Materials and methods

Population samples

In total, 5540 Han Chinese samples were collected in this study, which included 97 Han Chinese from Beijing (CHB) and 100 Han Chinese from southern China (CHS) from the 1000 Genomes Project11 (1KG), 90 Han Chinese from metropolitan Denver, CO, USA (CHD) from the International HapMap Project (HapMap) phase III,12 470 Han Chinese collected via Fudan University and 4783 Han Chinese collected via Shanghai Jiao Tong University. Taken together, these Han Chinese samples represented majority of the geographical areas where Han Chinese reside (including 27 out of the 34 administrative areas in China). These 27 areas can be classified into northern and southern regions, with the Yangtze River as a geographical boundary. The sampling areas and sample size for each regional population are shown in Supplementary Figure S1. For the following analysis, 757 samples were used for selection of AIMs screening and 4783 samples were used for validation.

Genotyping, data assembly and quality control

SNP data in 1KG and HapMap projects were downloaded from 1KG (http://www.1000genomes.org) and HapMap (http://www.hapmap.org) websites, respectively. In total, about 1 312 343 out of 36 820 992 SNPs were common among the tested samples in 1KG and HapMap. Considering the low coverage of 1KG data that could result in high sequencing errors, we made additional quality control by comparing the data of identical samples between the 1KG and HapMap (Supplementary Text S1). SNPs with discordant strands or genotypes were either corrected or removed. We treated CHB and CHS samples from 1KG as N-Han and S-Han, respectively. 1KG samples whose geographical origins were discordant with PCA clusters were presumed to be outliers and were excluded from the analyses (Supplementary Text S2).

All the other Han Chinese samples were genotyped with Affymetrix Genome-Wide Human SNP Array 6.0 (Affymetrix, Inc., Santa Clara, CA, USA) that contains 934 969 SNPs. SNP calling from the raw data of all samples was processed by Affymetrix Power Tools 1.10.2. (Affymetrix, Inc.) Quality control was performed with ‘apt-geno-qc’ and genotype calling was performed with ‘apt-probeset-genotype’ in birdseed algorithm.13 Only samples with call rate >0.86 were included in the downstream analyses.

Some further filterations were made for the combined data. Especially, individuals with >10% missing genotypes were removed, SNPs with missing samples >10% or in Hardy–Weinberg disequilibrium (P<0.001) were also removed. Finally, we obtained data for 5520 Han Chinese individuals sharing 738 937 autosomal SNPs.
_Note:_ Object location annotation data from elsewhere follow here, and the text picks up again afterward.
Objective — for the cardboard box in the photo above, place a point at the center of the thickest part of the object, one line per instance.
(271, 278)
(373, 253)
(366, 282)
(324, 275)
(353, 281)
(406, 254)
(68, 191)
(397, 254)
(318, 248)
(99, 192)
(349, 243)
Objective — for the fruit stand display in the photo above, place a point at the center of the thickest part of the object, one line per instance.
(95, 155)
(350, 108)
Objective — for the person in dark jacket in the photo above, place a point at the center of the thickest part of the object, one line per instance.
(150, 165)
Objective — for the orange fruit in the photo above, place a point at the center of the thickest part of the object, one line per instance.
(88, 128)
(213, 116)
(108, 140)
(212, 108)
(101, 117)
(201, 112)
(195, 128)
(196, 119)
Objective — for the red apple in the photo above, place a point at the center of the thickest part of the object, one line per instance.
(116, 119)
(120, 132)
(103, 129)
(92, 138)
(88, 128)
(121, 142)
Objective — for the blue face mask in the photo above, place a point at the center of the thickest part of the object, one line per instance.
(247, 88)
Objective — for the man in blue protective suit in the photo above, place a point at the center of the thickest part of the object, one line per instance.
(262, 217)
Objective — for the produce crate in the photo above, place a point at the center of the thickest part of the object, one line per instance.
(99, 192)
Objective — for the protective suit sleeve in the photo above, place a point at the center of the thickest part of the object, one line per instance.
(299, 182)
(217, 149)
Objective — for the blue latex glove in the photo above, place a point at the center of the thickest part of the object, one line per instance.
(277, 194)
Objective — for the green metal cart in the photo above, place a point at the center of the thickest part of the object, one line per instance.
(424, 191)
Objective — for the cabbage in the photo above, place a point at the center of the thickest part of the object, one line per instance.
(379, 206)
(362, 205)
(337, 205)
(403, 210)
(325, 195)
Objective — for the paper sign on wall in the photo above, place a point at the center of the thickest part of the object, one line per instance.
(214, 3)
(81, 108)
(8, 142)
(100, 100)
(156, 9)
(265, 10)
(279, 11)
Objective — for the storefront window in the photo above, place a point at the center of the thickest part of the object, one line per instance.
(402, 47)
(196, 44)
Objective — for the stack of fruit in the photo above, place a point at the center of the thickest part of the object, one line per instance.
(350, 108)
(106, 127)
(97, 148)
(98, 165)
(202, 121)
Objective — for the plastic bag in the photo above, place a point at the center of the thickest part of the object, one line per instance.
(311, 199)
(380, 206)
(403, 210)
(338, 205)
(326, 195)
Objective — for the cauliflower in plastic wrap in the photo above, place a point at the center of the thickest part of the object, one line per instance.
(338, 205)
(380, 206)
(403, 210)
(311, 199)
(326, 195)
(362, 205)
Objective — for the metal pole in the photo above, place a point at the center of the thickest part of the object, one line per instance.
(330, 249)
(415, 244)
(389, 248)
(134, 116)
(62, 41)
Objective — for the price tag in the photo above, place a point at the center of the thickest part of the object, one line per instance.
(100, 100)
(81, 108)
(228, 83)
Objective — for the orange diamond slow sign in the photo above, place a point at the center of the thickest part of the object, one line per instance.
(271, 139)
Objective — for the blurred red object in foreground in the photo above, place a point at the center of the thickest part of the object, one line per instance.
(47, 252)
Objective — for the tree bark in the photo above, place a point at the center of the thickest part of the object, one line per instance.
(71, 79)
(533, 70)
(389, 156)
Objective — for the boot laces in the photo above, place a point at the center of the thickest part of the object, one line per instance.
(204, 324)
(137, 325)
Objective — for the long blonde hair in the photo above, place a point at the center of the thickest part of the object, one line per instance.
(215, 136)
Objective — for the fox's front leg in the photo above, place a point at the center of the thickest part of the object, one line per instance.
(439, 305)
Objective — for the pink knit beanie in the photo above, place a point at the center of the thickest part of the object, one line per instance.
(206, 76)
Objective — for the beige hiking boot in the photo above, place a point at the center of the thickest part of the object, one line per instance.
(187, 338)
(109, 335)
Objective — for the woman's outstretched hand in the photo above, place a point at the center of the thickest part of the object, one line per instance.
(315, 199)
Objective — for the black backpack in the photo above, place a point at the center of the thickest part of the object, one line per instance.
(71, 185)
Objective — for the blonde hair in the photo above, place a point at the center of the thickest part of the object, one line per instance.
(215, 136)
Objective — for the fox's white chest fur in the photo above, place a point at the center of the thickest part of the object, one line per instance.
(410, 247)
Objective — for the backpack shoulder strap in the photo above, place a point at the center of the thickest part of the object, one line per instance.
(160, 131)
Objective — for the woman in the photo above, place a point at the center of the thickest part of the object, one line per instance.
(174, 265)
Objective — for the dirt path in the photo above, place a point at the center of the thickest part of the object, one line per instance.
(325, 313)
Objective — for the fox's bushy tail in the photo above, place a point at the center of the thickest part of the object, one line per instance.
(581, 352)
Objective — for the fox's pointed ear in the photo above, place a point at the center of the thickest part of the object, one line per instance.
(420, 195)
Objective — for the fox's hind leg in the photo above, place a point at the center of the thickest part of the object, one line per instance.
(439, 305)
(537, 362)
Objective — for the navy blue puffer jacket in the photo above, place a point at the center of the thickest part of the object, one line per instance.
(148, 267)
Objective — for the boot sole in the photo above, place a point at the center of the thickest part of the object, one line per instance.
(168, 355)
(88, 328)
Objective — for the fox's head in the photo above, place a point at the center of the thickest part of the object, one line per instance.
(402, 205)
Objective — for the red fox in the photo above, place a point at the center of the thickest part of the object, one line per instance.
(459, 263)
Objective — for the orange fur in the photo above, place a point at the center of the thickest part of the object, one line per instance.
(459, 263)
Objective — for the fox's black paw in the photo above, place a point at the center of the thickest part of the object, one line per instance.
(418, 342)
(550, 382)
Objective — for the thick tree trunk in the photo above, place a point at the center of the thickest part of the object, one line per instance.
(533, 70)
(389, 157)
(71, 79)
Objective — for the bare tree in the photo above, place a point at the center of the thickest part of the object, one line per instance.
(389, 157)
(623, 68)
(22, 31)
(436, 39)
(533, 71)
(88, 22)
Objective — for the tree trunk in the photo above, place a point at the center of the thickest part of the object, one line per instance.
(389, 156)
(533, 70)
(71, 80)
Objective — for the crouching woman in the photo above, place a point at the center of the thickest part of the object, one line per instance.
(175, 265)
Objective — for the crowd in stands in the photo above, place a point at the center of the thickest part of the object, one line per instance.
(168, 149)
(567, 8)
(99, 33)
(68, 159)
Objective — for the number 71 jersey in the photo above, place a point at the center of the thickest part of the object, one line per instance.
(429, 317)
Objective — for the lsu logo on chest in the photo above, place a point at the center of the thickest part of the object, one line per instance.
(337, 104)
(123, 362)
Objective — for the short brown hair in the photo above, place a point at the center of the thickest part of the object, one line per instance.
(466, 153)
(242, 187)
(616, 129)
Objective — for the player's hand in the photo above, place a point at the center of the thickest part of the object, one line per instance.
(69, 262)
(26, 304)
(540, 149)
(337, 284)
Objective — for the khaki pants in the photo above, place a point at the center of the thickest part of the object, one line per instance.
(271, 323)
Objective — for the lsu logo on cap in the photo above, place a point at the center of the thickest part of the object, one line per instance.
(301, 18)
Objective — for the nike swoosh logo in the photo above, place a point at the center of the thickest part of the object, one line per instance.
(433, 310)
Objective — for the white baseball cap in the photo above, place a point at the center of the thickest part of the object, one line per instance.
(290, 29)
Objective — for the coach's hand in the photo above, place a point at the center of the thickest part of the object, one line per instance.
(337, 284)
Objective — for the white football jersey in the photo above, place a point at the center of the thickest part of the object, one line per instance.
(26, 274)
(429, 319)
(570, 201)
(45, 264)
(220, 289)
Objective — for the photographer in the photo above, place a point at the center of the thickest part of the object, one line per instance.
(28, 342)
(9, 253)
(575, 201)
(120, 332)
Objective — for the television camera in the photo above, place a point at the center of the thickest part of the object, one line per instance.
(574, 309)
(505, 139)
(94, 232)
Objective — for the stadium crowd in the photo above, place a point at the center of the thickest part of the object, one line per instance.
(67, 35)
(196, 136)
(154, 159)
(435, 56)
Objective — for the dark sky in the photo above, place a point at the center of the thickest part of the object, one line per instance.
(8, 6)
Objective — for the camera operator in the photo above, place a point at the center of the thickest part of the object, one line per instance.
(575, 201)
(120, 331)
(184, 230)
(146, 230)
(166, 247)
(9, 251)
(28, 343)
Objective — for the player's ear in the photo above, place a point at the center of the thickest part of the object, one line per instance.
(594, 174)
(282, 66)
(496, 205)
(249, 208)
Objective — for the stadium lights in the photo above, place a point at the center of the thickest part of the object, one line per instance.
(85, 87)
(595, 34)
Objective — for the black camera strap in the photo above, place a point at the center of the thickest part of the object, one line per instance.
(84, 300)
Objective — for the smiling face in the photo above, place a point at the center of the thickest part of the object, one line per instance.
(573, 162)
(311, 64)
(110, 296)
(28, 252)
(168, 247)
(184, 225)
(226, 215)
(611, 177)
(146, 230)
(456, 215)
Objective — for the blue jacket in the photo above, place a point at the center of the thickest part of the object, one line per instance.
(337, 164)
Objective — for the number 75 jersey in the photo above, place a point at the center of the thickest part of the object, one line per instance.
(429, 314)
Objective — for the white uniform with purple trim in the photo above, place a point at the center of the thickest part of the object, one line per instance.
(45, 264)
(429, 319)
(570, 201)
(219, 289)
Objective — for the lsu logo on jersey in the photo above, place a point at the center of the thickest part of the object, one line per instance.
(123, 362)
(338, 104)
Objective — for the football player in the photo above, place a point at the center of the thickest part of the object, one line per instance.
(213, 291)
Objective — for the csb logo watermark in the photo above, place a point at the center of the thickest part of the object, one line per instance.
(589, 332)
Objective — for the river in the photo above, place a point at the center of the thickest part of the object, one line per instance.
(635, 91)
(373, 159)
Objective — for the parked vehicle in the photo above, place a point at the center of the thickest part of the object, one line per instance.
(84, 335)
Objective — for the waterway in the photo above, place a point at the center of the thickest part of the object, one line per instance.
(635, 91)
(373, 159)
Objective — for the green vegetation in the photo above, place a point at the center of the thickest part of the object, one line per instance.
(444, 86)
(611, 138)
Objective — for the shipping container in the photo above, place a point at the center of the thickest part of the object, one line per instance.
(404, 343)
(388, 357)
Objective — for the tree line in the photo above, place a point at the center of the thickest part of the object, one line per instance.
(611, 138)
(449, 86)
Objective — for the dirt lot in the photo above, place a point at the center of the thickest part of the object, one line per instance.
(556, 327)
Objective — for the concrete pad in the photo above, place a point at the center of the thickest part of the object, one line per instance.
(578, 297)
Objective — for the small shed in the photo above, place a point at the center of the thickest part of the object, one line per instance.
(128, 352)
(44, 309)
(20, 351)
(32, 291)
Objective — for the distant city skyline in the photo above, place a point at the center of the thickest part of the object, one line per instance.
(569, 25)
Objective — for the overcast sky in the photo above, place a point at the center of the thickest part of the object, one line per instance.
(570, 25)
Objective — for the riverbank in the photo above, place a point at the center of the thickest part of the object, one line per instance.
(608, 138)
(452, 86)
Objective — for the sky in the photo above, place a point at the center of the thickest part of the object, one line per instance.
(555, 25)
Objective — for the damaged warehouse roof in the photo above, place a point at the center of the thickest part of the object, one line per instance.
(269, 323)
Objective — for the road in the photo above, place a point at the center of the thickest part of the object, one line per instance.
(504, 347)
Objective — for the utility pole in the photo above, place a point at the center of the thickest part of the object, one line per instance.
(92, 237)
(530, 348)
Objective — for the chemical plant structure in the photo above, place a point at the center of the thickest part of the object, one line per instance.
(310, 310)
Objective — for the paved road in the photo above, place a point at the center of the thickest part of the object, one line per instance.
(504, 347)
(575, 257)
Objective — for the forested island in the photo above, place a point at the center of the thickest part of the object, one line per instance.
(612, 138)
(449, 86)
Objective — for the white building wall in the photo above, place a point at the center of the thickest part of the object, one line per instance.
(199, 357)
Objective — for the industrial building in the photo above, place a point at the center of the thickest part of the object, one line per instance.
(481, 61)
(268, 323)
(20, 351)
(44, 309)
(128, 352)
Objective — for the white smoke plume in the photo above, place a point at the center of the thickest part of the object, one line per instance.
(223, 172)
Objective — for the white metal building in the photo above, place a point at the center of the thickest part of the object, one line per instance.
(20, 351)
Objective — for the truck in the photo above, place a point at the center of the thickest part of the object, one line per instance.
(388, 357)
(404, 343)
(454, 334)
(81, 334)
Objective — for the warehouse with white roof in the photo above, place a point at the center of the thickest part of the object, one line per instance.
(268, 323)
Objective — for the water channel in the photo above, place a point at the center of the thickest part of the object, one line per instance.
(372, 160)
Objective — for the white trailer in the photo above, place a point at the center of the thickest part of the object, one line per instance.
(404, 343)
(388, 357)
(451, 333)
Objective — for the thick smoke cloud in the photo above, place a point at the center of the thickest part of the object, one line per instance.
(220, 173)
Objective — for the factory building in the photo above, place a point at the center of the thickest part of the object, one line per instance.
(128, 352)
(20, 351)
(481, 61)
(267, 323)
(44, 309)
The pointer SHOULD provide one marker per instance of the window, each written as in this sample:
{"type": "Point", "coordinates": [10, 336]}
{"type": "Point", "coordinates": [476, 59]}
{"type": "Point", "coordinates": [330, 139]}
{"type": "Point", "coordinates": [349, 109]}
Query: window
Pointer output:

Population structure analysis of Han Chinese

Population structure of Han Chinese was examined primarily by principle component analysis (PCA) and FRAPPE.14 PCA was performed with EIGENSOFT version 3.014, 15 using 101 038 SNPs, which were selected from 738 937 autosomal SNPs with inter-marker distance >25 Kb to avoid high linkage disequilibrium. FRAPPE analysis based on a ‘frequentist’ maximum likelihood for clustering was also performed with the same number of SNPs (101 038) as used in PCA with iterations set at 10 000. To estimate the genetic distance between N-Han and S-Han populations, we calculated unbiased estimates of FST according to Weir and Cockerham.16

Selection of AIMs for distinguishing N-Han from S-Han

AIMs are genetic variants that exhibit substantially different frequencies between populations from different geographical regions. There are at least two essential criteria to categorize a SNP as an AIM. These include (1) SNPs among populations to be highly different and (2) the distance between two contiguous AIMs to be large enough to avoid strong linkage disequilibrium. Various statistics have been proposed to measure ancestry information of genetic markers. A previous study has compared those statistics using both simulations and emperical data,17 which showed that FST and In18 gave estimation of ancestry information with lower bias and mean square error compared with the other ones. So these statistics are chosen to measure ancestry informativeness of markers in this study. Both FST and In utilize information of allele frequency based on genetic polymorphism data. FST measures population differentiation or relatedness. In is a mutual information-based statistics. From a likelihood perspective, In gives the expected logarithm of the likelihood ratio that an allele is assigned to one of the populations compared with a hypothetical ‘average’ population whose allele frequencies equal the mean allele frequency across sub-populations.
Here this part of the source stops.